You don’t need to give up spaghetti and meatballs when eating healthier. Simply pick a better-for-you pasta, like bean-based or whole grain noodles, and top with vegetarian “meatballs”. I’ve made these with 100% real ingredients and based them on cracked freekeh, which is a young green wheat. They’re not designed to mock meat; they have a culinary quality of their own. The texture and taste of the “meatballs” are craveable … no meat required!
Ideally, serve these freekeh balls with protein-packed pasta, such as edamame, lentil, chickpea, or other bean-based noodles, and sauce of choice.
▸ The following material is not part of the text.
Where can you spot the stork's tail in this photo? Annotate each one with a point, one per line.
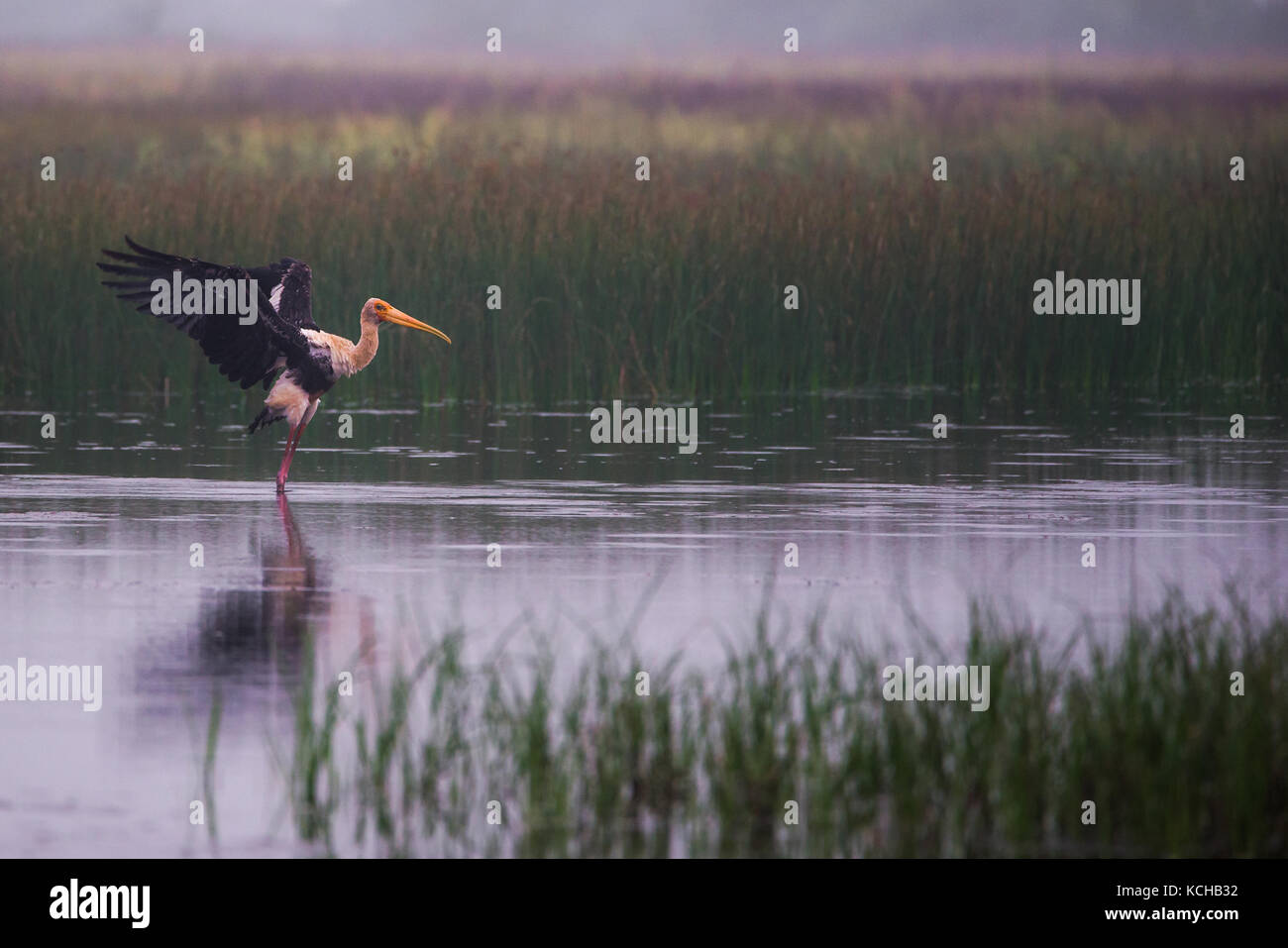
(265, 419)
Instead of marinara, I prefer these “meatballs” served with Mediterranean diet appeal, such as paired with pesto or fresh lemon-olive oil sauce. Try accessories like sun-dried tomatoes and toasted pine nuts, too. Hope you enjoy this new taste of comfort, Meatless Monday style!
Calories saved: 120
Why it’s better for you: There’s lots of plant-based goodness, including plenty of fiber.
- 1 cup dry cracked freekeh (such as Greenwheat, Freekehlicious, or Freekeh Foods)
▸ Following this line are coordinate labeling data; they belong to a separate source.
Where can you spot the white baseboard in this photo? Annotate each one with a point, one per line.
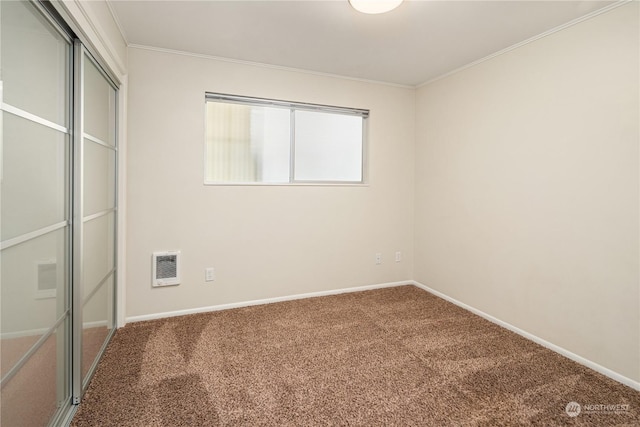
(207, 309)
(576, 358)
(25, 333)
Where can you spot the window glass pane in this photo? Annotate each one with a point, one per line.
(99, 177)
(99, 105)
(246, 143)
(97, 322)
(31, 397)
(34, 176)
(34, 63)
(328, 147)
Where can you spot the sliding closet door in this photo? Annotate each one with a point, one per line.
(95, 229)
(35, 216)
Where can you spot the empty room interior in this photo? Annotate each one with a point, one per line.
(416, 212)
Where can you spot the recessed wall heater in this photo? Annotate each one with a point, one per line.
(166, 269)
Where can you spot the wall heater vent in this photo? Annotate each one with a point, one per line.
(166, 268)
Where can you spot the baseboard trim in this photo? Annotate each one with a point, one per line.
(220, 307)
(564, 352)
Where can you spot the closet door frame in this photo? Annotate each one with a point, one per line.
(79, 384)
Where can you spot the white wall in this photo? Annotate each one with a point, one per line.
(527, 188)
(263, 241)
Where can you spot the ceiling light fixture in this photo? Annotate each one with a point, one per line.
(374, 6)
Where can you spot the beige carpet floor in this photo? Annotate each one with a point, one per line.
(396, 356)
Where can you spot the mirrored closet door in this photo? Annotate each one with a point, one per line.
(57, 214)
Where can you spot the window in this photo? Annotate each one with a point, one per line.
(261, 141)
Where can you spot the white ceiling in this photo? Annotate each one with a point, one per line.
(415, 43)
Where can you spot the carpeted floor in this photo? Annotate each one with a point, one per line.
(396, 356)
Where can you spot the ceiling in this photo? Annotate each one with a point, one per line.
(415, 43)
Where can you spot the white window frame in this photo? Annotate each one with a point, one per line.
(292, 106)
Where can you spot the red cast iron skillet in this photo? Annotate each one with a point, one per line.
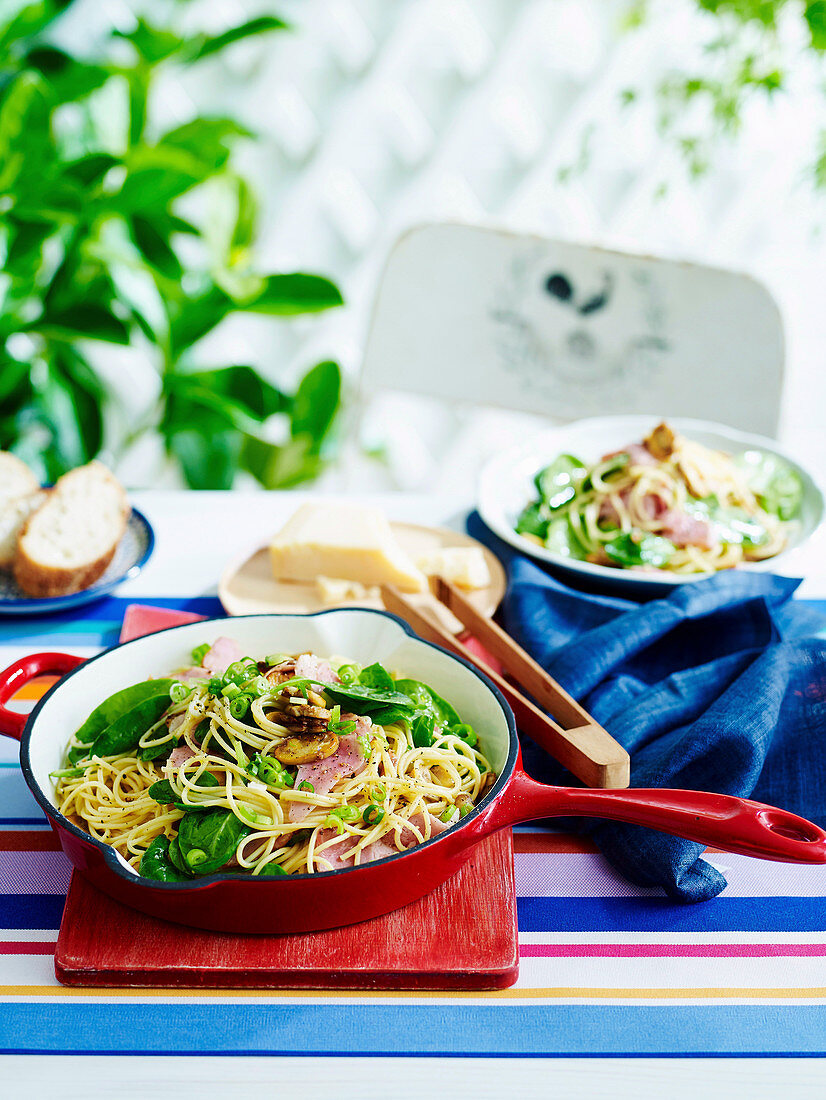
(309, 902)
- 2 2/3 cups low-sodium vegetable broth
- 3/4 cup plain dry whole grain breadcrumbs
- 3/4 cup grated Romano cheese
- 1 medium uncooked Yukon gold potato with peel, coarsely grated
- 1 medium red onion, coarsely grated
- 3 large garlic cloves, minced
- 1/2 cup chopped fresh basil
- 3 large organic eggs, lightly beaten
- 1 teaspoon sea salt, or to taste
- 1/2 teaspoon dried hot pepper flakes, or to taste
- 1/4 teaspoon fennel seeds
- Organic olive oil cooking spray
- In a medium saucepan, add the cracked freekeh and broth. Bring to a boil over high heat. Stir, reduce heat to low, cover, and simmer until fully cooked and liquid is absorbed, about 22 to 25 minutes. Set aside to cool, uncovered, about 30 minutes. Then chill the cooked freekeh in the refrigerator until ready to use. (Tip: Do this step a day in advance.)
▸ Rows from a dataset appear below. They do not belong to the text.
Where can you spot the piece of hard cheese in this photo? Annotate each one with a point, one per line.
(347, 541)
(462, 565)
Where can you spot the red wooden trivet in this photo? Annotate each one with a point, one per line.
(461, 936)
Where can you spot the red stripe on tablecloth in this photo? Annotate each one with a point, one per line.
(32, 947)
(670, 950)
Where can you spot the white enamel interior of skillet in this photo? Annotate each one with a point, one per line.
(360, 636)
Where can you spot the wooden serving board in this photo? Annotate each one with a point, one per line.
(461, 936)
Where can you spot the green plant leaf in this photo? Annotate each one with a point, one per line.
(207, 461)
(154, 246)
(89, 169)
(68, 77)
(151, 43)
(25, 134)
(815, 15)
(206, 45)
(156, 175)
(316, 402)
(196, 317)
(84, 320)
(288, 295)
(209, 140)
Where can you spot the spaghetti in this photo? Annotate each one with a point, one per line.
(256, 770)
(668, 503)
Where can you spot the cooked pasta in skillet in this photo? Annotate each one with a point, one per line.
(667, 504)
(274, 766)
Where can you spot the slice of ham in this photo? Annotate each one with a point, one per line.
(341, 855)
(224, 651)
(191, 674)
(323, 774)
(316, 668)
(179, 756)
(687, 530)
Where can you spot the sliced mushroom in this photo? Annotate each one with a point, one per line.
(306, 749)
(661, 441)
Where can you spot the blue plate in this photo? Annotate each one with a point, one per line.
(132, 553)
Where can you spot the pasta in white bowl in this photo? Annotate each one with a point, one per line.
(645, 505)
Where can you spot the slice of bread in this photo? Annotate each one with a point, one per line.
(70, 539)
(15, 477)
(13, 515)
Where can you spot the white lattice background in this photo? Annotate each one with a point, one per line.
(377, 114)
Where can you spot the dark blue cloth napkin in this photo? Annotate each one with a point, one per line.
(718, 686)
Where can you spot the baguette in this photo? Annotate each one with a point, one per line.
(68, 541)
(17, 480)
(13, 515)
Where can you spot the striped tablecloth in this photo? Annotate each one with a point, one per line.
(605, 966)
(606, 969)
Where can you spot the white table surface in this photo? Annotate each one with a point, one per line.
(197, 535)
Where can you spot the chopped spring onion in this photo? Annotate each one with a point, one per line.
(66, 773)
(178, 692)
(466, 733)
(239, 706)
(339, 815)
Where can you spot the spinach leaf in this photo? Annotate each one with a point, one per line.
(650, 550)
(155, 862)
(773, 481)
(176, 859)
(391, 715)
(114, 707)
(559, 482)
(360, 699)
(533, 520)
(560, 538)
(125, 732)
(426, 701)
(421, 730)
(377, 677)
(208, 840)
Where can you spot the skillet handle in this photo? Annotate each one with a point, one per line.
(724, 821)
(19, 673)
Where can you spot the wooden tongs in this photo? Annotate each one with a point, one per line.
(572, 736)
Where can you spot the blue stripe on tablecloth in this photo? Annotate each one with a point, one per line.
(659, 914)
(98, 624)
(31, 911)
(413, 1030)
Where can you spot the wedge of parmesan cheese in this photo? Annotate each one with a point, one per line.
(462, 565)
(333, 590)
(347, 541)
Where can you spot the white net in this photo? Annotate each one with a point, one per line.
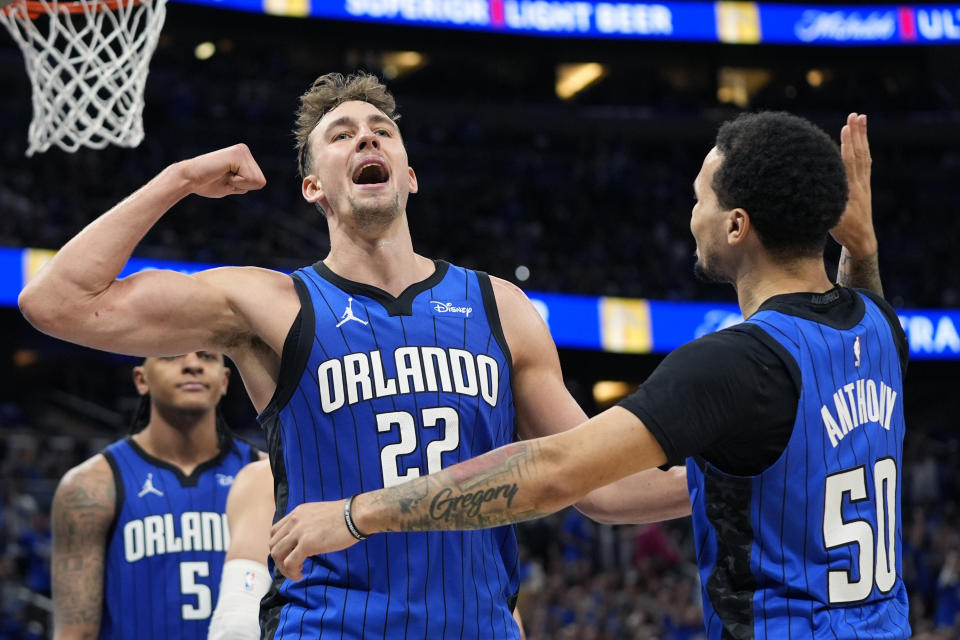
(87, 61)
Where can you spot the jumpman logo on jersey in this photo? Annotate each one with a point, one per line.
(348, 314)
(149, 488)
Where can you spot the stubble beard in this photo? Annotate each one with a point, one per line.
(706, 274)
(369, 215)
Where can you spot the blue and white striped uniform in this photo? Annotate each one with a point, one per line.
(165, 551)
(375, 390)
(810, 547)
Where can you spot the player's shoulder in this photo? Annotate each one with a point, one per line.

- Add the chilled freekeh to a large bowl and stir to break apart the grains. Add the breadcrumbs, cheese, potato, onion, garlic, basil, eggs, salt, hot pepper flakes, and fennel seeds and stir to combine well. Chill this mixture in the refrigerator, at least 30 minutes.
- Preheat the oven to 400°F. Firmly from mixture by hand into 25 meatballs, about 1/4 cup each. (Note: If additional moistness is necessary, add an additional egg to the meatball mixture.) Place meatballs onto a large unbleached parchment paper-lined baking sheet. Generously spritz the meatballs with olive oil cooking spray. (Tip: Fill a culinary spray bottle with extra-virgin olive oil.) Alternatively, lightly brush with extra-virgin olive oil.
- Bake until cooked through and browned, about 45 minutes, gently flipping over meatballs halfway through the baking process. Serve as desired with pasta and sauce of choice.
Per serving: 290 calories, 9g total fat, 3.5g saturated fat, 0g trans fat, 100mg cholesterol, 720mg sodium, 38g total carbohydrate, 7g dietary fiber, 3g sugars, 13g protein
The “Before” Version
Inspired by Chef John’s Italian Meatballs
Per serving (5 meatballs per serving): 410 calories, 27g total fat, 9g saturated fat, 0g trans fat, 160mg cholesterol, 950mg sodium, 8g total carbohydrate, 1g dietary fiber, 2g sugars, 31g protein
- There are many ways to replace part or all of the meat in a recipe. Freekeh provides an excellent example of how whole grains can offer desirable texture in meatballs in lieu of meat.
- For added flavor and a slight punch of antioxidants, prepare the freekeh in vegetable broth rather than water.
- Consider using a stronger herb, such as fresh basil instead of parsley, to heighten flavor when going meatless.
- Pair vegetarian meatballs with pasta, sauce, and toppings that best match the end result. Think about flavor first. It’s OK not to stick with the tried and true!